Bitter debates erupted inside the French ruling elite over how to deal with the new Malian junta led by President Assimi Goïta, which tacked back and forth between pledges of loyalty to Paris and statements in line with mounting popular anger at the French presence. Moreover, the junta began seeking out ties with Russia, as well as the Russian private security firm, Wagner Group.
Last October, Malian Prime Minister Choguel Kokalla Maïga accused Paris in an interview with Russia’s RIA Novosti of arming Islamist terrorists to feed the war in Mali and justify a continued French military presence. Four days later, however, Maïga granted an interview to the French daily Le Monde to insist that the junta still supported a French military presence in Mali.
Asked point-blank whether the Malian government wanted French troops to leave its territory, Maïga replied: “We have never said this. We have never broken the bilateral defense accord that unites us with France. But in June, we woke up one morning to media reports that France was suspending military operations with the Malian army, without warning or explanation, because a new government had been set up that they did not like.” Maïga stressed that the Malian junta was in talks with Moscow and with the Algerian military regime.
Paris refused to be won over, however.
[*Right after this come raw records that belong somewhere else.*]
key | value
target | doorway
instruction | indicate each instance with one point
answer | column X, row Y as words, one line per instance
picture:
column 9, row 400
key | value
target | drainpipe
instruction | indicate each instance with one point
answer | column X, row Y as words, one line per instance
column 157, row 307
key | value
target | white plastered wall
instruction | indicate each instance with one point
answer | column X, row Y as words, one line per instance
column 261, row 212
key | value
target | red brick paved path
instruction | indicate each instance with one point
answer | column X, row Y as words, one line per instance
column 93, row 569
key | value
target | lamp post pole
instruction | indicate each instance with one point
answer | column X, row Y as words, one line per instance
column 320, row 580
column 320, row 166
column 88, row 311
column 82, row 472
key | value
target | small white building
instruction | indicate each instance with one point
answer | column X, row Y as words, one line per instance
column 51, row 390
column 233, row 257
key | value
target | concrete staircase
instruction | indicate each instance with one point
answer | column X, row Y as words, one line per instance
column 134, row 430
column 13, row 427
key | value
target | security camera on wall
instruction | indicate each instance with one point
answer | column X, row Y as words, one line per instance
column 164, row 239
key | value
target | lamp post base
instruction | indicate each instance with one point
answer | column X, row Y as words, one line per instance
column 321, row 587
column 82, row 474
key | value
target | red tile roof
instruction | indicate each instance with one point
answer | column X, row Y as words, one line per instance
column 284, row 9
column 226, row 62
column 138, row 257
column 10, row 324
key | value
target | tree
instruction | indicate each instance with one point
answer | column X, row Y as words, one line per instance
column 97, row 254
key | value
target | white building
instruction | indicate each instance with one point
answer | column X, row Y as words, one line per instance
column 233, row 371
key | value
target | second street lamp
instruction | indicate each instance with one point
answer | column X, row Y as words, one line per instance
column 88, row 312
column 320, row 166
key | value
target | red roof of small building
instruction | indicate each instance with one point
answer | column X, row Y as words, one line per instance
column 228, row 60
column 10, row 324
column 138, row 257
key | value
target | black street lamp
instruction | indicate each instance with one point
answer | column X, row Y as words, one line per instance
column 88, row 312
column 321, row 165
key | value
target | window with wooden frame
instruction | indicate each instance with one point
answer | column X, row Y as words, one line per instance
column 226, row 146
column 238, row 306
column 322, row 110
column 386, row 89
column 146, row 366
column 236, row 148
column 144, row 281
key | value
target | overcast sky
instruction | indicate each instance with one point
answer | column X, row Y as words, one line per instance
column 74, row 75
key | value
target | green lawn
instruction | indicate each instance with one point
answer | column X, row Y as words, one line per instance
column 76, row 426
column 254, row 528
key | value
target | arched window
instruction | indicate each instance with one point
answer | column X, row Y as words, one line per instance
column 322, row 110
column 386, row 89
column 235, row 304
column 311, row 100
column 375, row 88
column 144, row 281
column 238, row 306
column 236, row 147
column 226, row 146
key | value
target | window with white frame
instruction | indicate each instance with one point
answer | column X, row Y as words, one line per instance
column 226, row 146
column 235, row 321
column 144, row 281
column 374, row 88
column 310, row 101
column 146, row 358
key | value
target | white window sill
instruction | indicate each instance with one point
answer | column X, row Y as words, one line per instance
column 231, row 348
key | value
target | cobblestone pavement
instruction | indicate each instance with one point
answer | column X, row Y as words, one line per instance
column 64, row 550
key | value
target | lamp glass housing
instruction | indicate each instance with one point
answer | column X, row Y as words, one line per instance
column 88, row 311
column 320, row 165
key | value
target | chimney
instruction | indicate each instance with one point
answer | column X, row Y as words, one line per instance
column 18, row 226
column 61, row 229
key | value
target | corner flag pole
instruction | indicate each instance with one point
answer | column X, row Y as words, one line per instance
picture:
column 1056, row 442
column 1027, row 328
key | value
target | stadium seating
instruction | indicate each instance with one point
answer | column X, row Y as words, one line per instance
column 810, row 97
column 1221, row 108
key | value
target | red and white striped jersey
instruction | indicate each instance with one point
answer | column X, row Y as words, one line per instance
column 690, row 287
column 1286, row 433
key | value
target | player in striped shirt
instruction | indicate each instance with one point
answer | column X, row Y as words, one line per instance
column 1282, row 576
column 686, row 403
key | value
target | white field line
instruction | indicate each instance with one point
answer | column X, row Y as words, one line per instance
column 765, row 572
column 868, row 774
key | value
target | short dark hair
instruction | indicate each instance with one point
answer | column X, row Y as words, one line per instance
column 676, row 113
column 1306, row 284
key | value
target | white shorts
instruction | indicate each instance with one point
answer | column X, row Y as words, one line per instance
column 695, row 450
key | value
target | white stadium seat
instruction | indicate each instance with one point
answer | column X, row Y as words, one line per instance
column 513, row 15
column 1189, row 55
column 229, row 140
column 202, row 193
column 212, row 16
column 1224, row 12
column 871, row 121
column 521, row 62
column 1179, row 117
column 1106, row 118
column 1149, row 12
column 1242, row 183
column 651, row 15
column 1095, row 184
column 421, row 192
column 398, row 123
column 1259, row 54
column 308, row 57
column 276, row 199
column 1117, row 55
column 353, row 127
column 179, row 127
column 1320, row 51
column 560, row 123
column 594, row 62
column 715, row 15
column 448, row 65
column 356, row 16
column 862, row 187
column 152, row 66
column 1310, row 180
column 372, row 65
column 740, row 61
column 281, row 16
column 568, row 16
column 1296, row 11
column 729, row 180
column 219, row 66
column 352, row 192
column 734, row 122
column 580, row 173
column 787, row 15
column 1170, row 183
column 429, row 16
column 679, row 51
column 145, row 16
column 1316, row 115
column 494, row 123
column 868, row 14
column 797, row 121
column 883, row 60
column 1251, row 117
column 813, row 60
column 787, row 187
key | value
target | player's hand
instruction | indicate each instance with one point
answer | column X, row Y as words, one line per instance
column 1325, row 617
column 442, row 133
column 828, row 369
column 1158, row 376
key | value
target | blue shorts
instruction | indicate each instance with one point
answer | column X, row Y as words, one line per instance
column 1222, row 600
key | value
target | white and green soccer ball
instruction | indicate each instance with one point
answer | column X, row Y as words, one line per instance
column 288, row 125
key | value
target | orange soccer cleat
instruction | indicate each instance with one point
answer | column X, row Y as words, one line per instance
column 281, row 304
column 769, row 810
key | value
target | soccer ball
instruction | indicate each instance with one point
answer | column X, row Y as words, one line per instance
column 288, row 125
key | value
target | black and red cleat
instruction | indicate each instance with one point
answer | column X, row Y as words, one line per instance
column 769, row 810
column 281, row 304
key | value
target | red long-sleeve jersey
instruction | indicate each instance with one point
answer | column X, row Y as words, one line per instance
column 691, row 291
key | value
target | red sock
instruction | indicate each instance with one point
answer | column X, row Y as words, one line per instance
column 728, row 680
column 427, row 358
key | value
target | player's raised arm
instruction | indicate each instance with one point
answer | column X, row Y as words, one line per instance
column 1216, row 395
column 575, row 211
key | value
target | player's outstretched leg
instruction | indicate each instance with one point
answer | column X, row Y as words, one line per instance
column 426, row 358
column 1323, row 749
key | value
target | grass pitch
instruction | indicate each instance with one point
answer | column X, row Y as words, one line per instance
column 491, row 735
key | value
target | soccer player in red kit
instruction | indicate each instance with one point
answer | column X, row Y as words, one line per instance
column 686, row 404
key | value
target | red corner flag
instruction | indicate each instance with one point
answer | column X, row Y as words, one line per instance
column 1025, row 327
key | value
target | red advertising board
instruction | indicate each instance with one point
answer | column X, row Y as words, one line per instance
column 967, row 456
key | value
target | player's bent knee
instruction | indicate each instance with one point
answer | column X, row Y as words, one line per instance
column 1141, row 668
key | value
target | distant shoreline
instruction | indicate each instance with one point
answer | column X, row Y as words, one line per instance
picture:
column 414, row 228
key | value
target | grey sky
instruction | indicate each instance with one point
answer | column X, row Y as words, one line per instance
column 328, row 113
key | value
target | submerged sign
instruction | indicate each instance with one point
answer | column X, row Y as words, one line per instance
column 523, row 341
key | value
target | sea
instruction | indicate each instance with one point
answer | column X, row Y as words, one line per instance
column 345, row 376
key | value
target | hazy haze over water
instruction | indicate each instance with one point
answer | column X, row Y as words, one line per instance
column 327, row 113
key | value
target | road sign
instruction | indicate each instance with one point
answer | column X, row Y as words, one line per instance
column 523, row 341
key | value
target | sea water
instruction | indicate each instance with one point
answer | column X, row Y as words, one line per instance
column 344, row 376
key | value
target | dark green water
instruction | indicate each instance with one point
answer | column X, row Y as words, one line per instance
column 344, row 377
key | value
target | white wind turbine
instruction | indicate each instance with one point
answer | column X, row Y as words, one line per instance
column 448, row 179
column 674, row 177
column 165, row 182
The Macron government provoked mass protests last month across Mali when it backed sanctions by the Economic Community of West African States (ECOWAS) cutting off trade in nonessential goods with Mali and freezing Malian state assets at the Central Bank of the West African States. Hundreds of thousands marched, with many holding signs that read: “Down with Emmanuel Macron, Long Live Russia.”
As NATO threatens Russia with war over Ukraine, Paris is clearly doubling down on its strategy of isolating Mali and seeking to assert its neocolonial hegemony over West Africa, despite explosive popular opposition and the deep unpopularity of its Africa policies among workers at home.
As NATO works to instigate a war with Russia in Ukraine, the key issue is building an international movement in the working class against war and neo-colonial occupations. Moscow and the Malian junta are clearly trying to exploit an explosive growth of working class and popular anger against Paris. However, neither the Malian junta nor the Algerian dictatorship—which in 2019 faced mass anti-government hirak protests by millions of Algerian workers—nor the Putin government in Moscow stand for either democratic rights or opposition to imperialism.
Indeed, it is more or less apparent that an important calculation in France’s support for the emerging NATO war against Russia in Ukraine is that it will put more pressure on the Malian regime to cut ties with Moscow and instead deal only with Paris. Moscow, which is responding to NATO threats by desperately seeking to leverage its economic ties with the EU, will not prove a reliable ally of the Malian workers and oppressed masses.